Seçimler iyice yaklaşmıştı. Ahmet bu yüzden çok heyecanlıydı. Çünkü bu yıl ilk defa oy kullanacaktı. Aylar öncesinden hangi partiye oy vereceğini düşünmeye başlamıştı. Ama seçimlere bir gün kalmasına rağmen hala kararsızdı. Bu yüzden canı sıkılmıştı. Biraz rahatlamak düşüncesiyle kendini dışarıya attı.
Soluğu çok sevdiği Hüseyin Amca’nın dükkânında almıştı. Hüseyin Amca çevrece sevilen sayılan bir esnaftı. Sıkıntısı olan herkes onun yanına koşardı. Bu nedenle Ahmet’in de aklına ilk gelen yer orası olmuştu.
Biraz konuştuktan sonra, Hüseyin Amca Ahmet’in tavırlarından bir sıkıntısı olduğunu anlamıştı. Ona, ‘Hayırdır evladım canını sıkan bir şey mi var?’diye sordu. Ahmet de ‘Evet, aslında var Hüseyin Amca. Yarın seçim günü olmasına rağmen oyumu hangi partiye vereceğim konusunda kararsızım. Bu da beni fazlasıyla sıkıyor. Ben, insana ırkından, ideolojisinden dolayı değil, insana insan olduğu için değer verip hizmet edecek, birini savunurken ötekine zulmetmeyecek, adil, dürüst bir partiye oyumu vermek istiyorum. Bu yüzden uzun süredir bir arayış içindeyim. Ama maalesef şimdiye kadar aradığım bu kriterlere uygun bir parti bulamadım.’ dedi.
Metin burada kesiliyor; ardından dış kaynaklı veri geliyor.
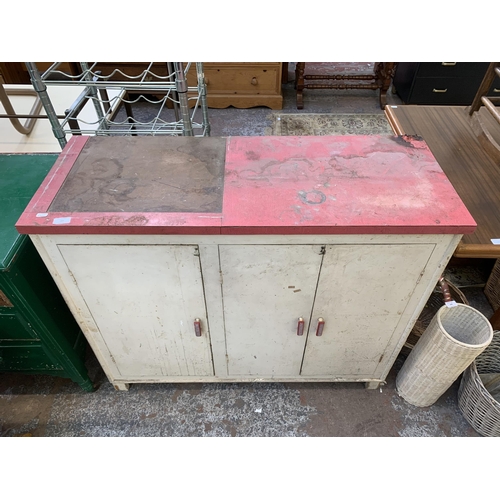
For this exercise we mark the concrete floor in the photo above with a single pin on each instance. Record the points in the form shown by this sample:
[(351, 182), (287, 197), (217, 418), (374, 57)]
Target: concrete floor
[(48, 406)]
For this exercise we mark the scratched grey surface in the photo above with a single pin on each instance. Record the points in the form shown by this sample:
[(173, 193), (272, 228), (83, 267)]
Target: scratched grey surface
[(145, 174)]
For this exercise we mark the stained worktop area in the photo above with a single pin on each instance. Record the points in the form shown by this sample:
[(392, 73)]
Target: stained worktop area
[(246, 185)]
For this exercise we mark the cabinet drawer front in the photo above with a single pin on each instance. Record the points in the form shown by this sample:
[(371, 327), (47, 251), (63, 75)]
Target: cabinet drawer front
[(475, 70), (145, 300), (459, 91), (242, 79)]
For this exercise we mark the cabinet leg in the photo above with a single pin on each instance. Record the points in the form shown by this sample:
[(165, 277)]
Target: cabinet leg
[(121, 387)]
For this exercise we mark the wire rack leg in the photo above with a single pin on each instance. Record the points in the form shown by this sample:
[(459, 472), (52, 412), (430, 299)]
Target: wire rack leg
[(202, 90), (94, 96), (181, 87), (41, 89)]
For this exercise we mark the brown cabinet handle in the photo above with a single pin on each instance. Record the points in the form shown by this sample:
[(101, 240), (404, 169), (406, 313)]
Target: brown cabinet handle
[(197, 327), (300, 327), (319, 328)]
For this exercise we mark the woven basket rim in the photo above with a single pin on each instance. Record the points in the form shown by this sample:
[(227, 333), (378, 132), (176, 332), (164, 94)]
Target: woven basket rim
[(458, 342), (484, 392)]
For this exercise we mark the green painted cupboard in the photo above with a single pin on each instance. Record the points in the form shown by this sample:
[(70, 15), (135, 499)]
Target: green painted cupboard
[(38, 334)]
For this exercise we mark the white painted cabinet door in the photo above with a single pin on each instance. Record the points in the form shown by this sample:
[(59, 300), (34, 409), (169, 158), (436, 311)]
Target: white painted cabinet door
[(362, 296), (266, 288), (144, 300)]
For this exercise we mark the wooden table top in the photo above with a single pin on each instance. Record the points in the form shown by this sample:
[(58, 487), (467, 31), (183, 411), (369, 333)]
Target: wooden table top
[(246, 185), (474, 174)]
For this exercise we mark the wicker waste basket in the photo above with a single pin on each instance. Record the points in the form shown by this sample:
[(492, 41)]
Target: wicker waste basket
[(479, 391), (451, 342)]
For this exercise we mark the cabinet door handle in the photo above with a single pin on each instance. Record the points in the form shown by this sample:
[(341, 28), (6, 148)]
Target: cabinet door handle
[(197, 327), (319, 328), (300, 327)]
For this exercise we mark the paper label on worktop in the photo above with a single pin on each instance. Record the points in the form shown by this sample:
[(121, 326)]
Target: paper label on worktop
[(61, 220)]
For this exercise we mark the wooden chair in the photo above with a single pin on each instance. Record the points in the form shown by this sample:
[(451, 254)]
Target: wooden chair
[(380, 78), (479, 125)]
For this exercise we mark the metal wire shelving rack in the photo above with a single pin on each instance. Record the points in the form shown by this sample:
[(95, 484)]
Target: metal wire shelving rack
[(176, 108)]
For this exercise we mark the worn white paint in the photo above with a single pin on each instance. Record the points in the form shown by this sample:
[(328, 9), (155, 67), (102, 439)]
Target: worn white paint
[(244, 308), (145, 300), (266, 288), (362, 293)]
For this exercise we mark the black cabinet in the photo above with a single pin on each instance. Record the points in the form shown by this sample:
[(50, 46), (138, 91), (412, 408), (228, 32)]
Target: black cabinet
[(447, 83)]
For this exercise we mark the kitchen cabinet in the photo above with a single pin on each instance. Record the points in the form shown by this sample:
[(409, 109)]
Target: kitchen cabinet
[(302, 259), (444, 83)]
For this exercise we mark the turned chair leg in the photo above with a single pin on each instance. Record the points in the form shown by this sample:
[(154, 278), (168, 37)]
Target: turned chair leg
[(299, 84)]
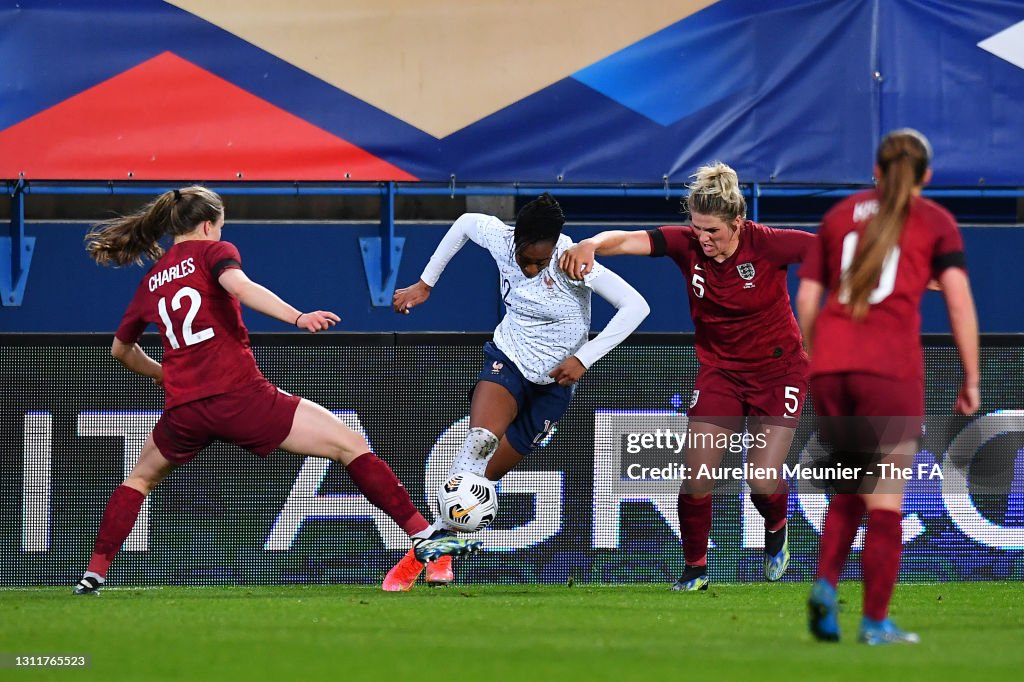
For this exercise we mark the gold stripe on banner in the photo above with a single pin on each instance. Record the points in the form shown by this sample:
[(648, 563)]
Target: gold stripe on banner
[(442, 66)]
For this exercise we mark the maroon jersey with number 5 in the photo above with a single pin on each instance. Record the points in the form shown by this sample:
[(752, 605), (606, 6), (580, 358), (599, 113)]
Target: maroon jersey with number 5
[(206, 345), (740, 307), (887, 341)]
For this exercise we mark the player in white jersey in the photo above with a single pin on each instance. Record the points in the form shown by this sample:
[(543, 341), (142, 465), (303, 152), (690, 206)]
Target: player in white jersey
[(540, 349)]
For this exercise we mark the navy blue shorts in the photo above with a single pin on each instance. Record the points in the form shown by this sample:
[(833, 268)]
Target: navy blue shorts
[(540, 407)]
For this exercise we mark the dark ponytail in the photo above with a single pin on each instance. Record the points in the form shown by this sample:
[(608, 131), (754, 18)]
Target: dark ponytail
[(903, 158)]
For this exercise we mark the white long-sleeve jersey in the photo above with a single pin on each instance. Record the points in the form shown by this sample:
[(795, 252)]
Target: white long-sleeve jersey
[(547, 317)]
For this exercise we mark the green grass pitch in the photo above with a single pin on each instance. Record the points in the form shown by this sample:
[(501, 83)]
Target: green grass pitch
[(970, 631)]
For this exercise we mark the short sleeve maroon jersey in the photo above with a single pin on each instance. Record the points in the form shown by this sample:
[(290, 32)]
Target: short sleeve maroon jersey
[(740, 307), (206, 345), (887, 341)]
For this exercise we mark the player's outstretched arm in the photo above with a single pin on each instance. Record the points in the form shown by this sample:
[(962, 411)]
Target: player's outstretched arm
[(408, 298), (632, 309), (464, 229), (261, 299), (964, 321), (133, 357), (579, 260), (808, 306)]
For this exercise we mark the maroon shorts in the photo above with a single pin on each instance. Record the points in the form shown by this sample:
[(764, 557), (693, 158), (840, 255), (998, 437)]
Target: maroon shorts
[(889, 411), (257, 417), (775, 396)]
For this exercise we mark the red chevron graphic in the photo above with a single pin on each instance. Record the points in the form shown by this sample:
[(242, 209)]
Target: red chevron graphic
[(168, 119)]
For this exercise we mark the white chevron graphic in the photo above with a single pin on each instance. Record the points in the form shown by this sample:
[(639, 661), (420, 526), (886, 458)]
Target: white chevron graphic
[(1007, 44)]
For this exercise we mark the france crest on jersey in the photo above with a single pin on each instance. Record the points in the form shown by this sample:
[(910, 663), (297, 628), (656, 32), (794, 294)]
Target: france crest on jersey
[(547, 316)]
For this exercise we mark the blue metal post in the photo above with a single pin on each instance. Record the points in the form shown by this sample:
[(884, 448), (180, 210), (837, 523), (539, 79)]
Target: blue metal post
[(15, 251), (382, 254)]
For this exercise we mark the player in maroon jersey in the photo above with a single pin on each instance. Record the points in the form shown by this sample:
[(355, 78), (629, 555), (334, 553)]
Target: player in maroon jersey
[(877, 253), (748, 344), (212, 386)]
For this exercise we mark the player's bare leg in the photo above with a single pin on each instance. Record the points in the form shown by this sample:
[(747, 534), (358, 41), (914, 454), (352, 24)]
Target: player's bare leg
[(883, 545), (121, 514), (770, 495), (694, 503), (315, 431)]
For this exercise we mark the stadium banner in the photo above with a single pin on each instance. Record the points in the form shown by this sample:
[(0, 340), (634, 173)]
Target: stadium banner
[(596, 502), (489, 91)]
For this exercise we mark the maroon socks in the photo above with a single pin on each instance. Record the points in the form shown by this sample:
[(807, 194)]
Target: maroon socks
[(376, 480), (119, 519), (694, 525), (880, 560), (774, 507)]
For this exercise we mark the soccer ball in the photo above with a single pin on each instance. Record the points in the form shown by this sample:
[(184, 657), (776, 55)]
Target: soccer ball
[(467, 502)]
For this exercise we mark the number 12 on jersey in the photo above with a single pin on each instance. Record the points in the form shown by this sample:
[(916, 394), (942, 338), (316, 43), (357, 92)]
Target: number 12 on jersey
[(195, 301), (887, 281)]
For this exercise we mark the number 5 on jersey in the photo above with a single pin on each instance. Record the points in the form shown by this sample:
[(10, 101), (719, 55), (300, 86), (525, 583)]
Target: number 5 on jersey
[(697, 283), (195, 301)]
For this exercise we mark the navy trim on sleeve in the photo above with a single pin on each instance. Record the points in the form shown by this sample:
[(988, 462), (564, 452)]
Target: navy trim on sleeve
[(952, 259), (658, 245), (222, 265)]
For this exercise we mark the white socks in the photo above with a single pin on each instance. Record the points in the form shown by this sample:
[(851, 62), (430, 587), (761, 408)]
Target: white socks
[(477, 449)]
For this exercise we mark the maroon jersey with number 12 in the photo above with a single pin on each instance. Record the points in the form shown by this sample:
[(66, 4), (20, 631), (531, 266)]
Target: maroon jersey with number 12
[(740, 307), (206, 345), (887, 341)]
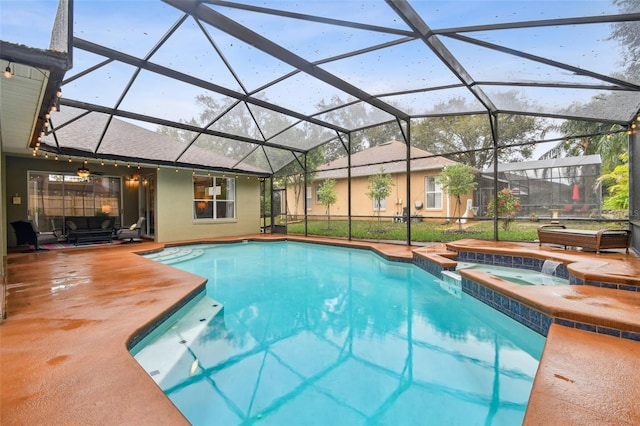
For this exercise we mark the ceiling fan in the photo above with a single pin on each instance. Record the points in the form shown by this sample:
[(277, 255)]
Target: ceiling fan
[(84, 172)]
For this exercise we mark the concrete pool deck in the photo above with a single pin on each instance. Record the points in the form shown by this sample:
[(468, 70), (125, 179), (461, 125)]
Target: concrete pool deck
[(70, 313)]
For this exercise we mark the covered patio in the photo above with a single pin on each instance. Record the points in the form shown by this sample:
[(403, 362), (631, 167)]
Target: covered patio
[(211, 110)]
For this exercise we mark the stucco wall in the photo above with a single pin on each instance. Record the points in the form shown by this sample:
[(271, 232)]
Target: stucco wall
[(361, 205), (174, 219)]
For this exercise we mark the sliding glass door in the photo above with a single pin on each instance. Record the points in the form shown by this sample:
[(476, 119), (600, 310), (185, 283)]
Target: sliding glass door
[(54, 196)]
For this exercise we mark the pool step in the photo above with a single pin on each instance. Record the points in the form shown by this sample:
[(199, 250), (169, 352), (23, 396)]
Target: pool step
[(175, 254)]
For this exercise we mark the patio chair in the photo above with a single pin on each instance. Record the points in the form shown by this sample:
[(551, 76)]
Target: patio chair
[(404, 217), (27, 233), (131, 233)]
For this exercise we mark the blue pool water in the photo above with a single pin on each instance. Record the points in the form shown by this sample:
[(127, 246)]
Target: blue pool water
[(320, 335)]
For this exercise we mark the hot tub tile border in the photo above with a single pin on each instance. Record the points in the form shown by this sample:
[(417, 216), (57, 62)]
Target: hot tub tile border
[(524, 314)]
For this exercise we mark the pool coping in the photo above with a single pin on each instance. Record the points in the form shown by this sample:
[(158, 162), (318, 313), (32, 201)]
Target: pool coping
[(81, 379)]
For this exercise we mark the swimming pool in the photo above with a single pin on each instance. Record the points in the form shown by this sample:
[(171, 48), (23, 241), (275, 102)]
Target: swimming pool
[(313, 334)]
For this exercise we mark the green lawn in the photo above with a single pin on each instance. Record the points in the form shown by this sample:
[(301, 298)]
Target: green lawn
[(432, 231)]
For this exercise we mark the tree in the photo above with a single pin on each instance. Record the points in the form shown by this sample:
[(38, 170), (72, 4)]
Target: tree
[(468, 138), (628, 33), (618, 191), (458, 180), (508, 206), (379, 189), (327, 197)]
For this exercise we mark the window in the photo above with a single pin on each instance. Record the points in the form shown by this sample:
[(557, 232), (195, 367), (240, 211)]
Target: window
[(379, 205), (433, 193), (214, 197), (54, 196)]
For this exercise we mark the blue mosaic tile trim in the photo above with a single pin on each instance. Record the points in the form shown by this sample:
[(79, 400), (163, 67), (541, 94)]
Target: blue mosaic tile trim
[(535, 265), (532, 318), (535, 320), (433, 268)]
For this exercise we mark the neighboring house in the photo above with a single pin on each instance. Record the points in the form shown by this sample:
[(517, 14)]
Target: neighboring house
[(427, 198)]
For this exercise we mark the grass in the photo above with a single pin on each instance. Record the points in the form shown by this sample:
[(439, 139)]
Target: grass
[(432, 231)]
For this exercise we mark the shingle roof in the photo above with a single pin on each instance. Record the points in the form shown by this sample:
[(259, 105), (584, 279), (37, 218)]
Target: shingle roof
[(391, 155)]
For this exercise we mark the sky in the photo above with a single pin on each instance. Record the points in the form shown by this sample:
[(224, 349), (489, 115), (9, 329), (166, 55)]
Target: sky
[(128, 25)]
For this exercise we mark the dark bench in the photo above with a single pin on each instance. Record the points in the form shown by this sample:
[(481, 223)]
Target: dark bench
[(86, 229), (596, 240)]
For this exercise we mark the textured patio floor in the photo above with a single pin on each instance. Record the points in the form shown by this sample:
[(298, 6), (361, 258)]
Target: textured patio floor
[(63, 355)]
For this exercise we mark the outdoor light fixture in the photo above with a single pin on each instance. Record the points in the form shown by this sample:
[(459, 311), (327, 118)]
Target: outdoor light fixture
[(83, 172)]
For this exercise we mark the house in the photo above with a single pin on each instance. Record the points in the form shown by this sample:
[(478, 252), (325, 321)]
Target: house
[(427, 198), (178, 204)]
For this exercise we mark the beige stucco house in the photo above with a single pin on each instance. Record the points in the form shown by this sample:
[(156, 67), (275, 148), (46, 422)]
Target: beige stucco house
[(427, 198), (178, 204)]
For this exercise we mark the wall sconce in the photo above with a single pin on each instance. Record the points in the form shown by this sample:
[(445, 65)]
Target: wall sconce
[(83, 172), (132, 181)]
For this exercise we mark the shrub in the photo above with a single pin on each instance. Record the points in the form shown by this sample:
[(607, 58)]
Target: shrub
[(508, 206)]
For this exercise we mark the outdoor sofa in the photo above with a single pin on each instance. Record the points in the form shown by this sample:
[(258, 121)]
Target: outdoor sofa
[(89, 229), (596, 239)]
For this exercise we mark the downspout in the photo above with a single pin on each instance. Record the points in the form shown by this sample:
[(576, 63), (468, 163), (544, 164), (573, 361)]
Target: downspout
[(306, 207), (349, 186), (273, 219), (408, 144), (493, 121)]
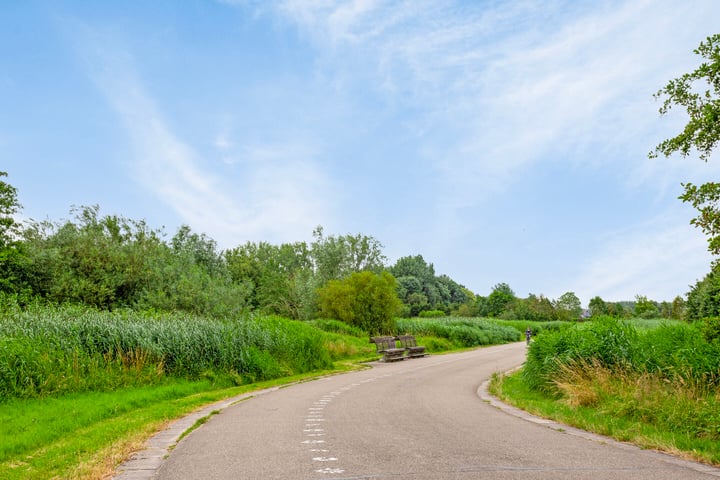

Hüseyin Amca da gülümseyerek; ‘Evladım, galiba sen herkese Kur’anî bir bakış açısıyla bakacak, adaletini Hz Ömer’den, ilmini Hz. Ali’den, dürüstlüğünü Hz Osman’dan ve sadakatini de Hz Ebubekir’den almış idareciler arıyorsun. Ve anlaşılan o ki; oyunu da, kendine İslam’ı referans edinmiş bir partiye vermek istiyorsun.’ deyince, Ahmet sevinç içinde, ‘Hüseyin Amca, sanki içimi okudun. Evet, oyumu böyle bir partiye vermek istiyorum’ dedi.
Ahmet’in bu sözlerinden sonra Hüseyin Amca’nın adeta gözlerinin içi gülüyordu. Yerinden kalktı, Ahmet’i kucakladı ve ‘Hüda Par’a hoş geldin.’ dedi.